注意が必要なのは、①研究会でも電話番号の開示は「仮処分」ではなく「通常訴訟」の手続で行われるとされていることと、②本人認証には電話番号(SMSアドレス)のほかにメールアドレスが使われる可能性があることです。

研究会の清水弁護士の資料によれば、「仮処分」の場合は裁判期日が入るまで3週間ですが、「通常訴訟」の場合は訴状等の送達に半年かそれ以上の時間がかかってしまいます(資料1-3(清水弁護士資料)発信者情報開示に関する課題について)。

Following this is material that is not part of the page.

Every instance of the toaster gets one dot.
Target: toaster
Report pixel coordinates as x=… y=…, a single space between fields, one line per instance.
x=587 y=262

電話番号の開示訴訟だけを行うと、本人認証に電話番号を用いているかどうかが分かるのは、訴状等が送達されてSNS事業者からの回答があってからです。
ところが、訴訟提起から半年かそれ以上の時間が経ってから本人認証に電話番号を用いていないと分かっても、そこから方針転換してIPアドレスの開示の仮処分をしようとすると保存期間の関係から間に合わなくなってしまいます。

4.リスク

そうすると、相談を受けた弁護士としては、「電話番号の開示請求の裁判をすれば、そのあと弁護士会照会という手続だけで投稿者を特定することができるかもしれないけど、電話番号がなかったときのためにIPアドレスとタイムスタンプの開示の仮処分も合わせてしておいた方が無難です。」、とアドバイスすることがより適切なのではないかと考えます。

これでは、被害者の負担が軽くなるどころか、裁判がこれまでより増えてしまうケースも出てきてしまいます。

4 SNS事業者が電話番号を持っているかどうか確認する仕組みが必要では?

この問題を解決するためには、SNS事業者が本人認証に用いた電話番号を持っているかどうかを迅速に確認できる仕組み不可欠なのではないでしょうか。

5.電話番号を聞く仕組み

研究会の議論の様子からすれば、発信者情報開示請求の対象として電話番号が明記されることは固まってきたようです。
今後の研究会では、電話番号を開示対象にすることとの関連では、それに加えていかに被害者の負担を軽くする仕組みを議論・検討できるかが重要なポイントになります。

この点を注視しながら、今後の研究会もチェックしていきたいと思います。